Database Sharding is a highly scalable approach for improving the throughput and overall performance of high-transaction, large database-centric business applications. Since the inception of the relational database, application engineers and architects have required ever-increasing performance and capacity, based on the simple observation that business databases generally grow in size over time. Adding to this general trend is the extreme expansion of business data due to the evolution of the Internet economy, the Information Age, and the prevalence of high-volume electronic commerce.
As any experienced database administrator or application developer knows all too well, it is axiomatic that as the size and transaction volume of the database tier incurs linear growth, response times tend to grow logarithmically. This is shown in the following diagram:
Figure 1. The growth in database transactions and volumes has a large impact on response times.

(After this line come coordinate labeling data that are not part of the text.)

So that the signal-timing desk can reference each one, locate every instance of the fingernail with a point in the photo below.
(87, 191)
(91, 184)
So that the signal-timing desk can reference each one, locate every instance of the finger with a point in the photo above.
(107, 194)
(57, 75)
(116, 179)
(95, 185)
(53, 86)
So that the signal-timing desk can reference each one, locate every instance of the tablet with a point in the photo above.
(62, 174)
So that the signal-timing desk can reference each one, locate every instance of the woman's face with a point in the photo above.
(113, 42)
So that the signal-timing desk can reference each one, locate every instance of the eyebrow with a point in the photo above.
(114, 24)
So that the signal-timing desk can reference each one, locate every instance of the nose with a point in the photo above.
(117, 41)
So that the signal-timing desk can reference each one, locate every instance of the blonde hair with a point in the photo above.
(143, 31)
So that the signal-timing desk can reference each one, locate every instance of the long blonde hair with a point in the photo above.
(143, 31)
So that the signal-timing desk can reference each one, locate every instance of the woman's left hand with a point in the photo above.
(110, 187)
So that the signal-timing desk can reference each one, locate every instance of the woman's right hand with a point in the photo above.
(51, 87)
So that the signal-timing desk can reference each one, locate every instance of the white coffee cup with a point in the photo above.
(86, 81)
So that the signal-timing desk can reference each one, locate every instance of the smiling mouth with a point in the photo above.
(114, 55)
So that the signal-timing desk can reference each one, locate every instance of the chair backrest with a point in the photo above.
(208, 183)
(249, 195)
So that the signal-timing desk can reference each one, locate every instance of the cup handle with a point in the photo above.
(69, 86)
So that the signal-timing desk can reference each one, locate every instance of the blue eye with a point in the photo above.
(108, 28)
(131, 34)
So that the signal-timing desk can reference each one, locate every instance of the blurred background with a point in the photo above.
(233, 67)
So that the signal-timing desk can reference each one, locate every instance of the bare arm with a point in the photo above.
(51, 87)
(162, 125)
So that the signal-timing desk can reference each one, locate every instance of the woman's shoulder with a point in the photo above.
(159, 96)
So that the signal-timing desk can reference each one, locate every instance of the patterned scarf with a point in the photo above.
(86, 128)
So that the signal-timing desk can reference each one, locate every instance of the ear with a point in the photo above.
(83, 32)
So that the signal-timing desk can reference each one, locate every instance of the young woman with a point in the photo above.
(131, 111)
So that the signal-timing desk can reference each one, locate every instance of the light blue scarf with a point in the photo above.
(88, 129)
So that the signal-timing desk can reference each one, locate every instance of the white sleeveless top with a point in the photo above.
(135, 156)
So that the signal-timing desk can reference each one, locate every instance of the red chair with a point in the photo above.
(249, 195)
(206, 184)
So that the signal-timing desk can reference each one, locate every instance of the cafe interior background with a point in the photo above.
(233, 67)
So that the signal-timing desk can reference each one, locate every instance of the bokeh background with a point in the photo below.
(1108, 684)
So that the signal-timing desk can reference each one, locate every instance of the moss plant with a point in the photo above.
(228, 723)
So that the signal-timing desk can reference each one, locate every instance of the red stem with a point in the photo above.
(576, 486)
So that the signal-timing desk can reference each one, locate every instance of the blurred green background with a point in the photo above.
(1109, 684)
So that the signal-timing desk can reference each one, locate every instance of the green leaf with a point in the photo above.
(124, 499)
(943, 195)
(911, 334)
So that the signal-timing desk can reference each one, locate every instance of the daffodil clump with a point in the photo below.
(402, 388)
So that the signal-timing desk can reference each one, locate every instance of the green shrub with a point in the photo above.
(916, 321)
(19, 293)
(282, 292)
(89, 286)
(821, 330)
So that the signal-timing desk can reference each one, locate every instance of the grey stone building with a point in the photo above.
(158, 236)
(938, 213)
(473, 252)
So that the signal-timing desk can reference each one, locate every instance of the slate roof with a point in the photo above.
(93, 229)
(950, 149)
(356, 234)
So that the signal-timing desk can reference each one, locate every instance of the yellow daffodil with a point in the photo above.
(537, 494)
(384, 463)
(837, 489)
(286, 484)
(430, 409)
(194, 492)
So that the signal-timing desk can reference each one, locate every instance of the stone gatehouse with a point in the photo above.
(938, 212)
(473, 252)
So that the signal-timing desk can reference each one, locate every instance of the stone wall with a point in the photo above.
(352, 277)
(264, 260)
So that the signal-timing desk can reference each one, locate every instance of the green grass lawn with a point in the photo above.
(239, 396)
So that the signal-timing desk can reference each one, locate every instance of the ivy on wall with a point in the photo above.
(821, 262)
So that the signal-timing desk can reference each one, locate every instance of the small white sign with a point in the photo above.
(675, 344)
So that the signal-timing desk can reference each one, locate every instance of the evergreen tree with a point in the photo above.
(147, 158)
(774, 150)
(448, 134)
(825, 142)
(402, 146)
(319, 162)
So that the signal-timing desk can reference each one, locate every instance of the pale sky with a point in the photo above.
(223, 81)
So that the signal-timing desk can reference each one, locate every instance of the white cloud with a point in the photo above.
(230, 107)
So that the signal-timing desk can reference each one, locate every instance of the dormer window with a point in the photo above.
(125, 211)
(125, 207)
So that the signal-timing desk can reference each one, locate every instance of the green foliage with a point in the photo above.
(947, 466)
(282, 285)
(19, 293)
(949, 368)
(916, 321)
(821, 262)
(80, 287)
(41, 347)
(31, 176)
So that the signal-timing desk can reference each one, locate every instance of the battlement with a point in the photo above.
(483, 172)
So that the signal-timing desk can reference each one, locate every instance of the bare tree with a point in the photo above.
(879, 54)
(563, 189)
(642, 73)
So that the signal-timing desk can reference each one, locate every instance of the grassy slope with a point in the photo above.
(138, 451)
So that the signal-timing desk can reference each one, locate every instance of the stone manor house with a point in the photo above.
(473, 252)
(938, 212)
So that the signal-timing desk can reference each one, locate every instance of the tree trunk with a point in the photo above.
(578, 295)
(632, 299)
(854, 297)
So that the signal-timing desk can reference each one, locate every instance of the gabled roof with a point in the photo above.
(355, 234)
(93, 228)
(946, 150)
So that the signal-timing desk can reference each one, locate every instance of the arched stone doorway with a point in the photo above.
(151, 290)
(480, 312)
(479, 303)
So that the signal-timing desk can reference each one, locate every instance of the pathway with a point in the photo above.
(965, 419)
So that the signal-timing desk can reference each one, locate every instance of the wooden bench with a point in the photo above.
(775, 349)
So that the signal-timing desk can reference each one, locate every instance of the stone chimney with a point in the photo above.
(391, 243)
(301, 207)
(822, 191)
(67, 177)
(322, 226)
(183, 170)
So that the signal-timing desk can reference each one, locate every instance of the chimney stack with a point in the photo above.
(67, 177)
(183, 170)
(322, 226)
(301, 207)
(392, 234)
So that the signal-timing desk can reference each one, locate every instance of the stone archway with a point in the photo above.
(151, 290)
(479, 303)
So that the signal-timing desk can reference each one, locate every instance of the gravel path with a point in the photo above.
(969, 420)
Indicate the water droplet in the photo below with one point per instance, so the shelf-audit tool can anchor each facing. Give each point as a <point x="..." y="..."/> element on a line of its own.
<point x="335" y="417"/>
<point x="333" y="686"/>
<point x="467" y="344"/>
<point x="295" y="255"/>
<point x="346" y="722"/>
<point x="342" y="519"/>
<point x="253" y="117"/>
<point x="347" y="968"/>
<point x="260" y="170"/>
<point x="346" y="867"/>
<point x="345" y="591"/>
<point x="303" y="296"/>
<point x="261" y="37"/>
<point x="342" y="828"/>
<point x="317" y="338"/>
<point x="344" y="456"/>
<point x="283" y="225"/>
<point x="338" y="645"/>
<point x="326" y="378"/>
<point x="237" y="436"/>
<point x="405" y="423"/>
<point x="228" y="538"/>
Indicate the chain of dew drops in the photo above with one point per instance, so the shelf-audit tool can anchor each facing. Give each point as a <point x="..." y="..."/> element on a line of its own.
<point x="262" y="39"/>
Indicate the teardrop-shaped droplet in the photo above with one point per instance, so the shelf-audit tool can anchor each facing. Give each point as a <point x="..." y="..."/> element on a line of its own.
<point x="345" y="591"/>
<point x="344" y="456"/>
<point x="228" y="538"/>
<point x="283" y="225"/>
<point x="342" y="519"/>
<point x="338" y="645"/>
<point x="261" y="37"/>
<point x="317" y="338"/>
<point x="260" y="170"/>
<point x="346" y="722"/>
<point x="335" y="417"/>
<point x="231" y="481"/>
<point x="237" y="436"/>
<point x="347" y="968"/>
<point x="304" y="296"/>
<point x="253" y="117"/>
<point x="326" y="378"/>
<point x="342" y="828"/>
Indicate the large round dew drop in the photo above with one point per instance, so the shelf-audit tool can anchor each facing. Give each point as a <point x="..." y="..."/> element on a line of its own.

The reasons for the performance and scalability challenges are inherent to the fundamental design of the database management systems themselves. Databases rely heavily on the primary three components of any computer:
Through benchmark tests that we have performed, we know that each of these elements on a single server can only scale to a given point, and then other measures must be taken. While it is clear that disk I/O is the primary bottleneck, as database management systems have improved they also continue to take greater advantage of CPU and memory. In fact, we have observed that it is the matching of these three factors that determines maximum performance. In other words, you cannot add an unlimited number of CPUs (or processing cores) and see a commensurate increase in performance without also improving the memory capacity and performance of the disk drive subsystem. It is also common to see a diminishing return as resources are added to a single database server. These factors are especially true in mixed-use business transaction systems; systems that perform a high volume of read and write transactions, as well as supporting generalized business reporting tasks.
Therefore, as business applications gain sophistication and continue to grow in demand, architects, developers and database administrators have been presented with a constant challenge of maintaining database performance for mission critical systems. This landscape drives the need for Database Sharding.